A hipocrisia fiscal pode dar a reeleição a Trump
O maior fator que beneficia o presidente é uma economia forte – não tão forte quanto ele diz que é, mas boa o bastante para dar a ele apoio político significativo
Da Redação
Publicado em 5 de março de 2020 às 10h43.
Talvez isso tenha passado batido, mas recentemente o presidente Trump sugeriu que talvez ele esteja prestes a conceder aos agricultores americanos – que ainda não viram benefício algum do bastante alardeado acordo comercial feito por ele com a China – uma nova rodada de auxílio do governo. Isso se somaria aos bilhões em subsídios agrícolas que Trump já deu, e que vêm custando aos contribuintes várias vezes mais do que o socorro do presidente Obama à indústria automobilística – um resgate que na ocasião os republicanos denunciaram de modo feroz como “assistência social” e “capitalismo de compadres”.

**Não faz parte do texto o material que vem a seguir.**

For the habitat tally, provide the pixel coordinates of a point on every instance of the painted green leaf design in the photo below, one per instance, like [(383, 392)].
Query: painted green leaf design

Se para você isso parece coisa de política de dois pesos e duas medidas – resgates democratas são maus, ajudas republicanas são boas -, é porque é mesmo. Mas é algo que deveria ser encarado como parte de um padrão mais amplo de espantosa hipocrisia fiscal, durante o qual o Partido Republicano foi de a) insistir que a dívida federal representava uma ameaça existencial no governo de Obama a b) ser totalmente indiferente aos déficits orçamentários no governo Trump. Esta virada de 180 graus é, até onde eu posso ver, a mudança na política econômica americana mais cínica dos tempos atuais.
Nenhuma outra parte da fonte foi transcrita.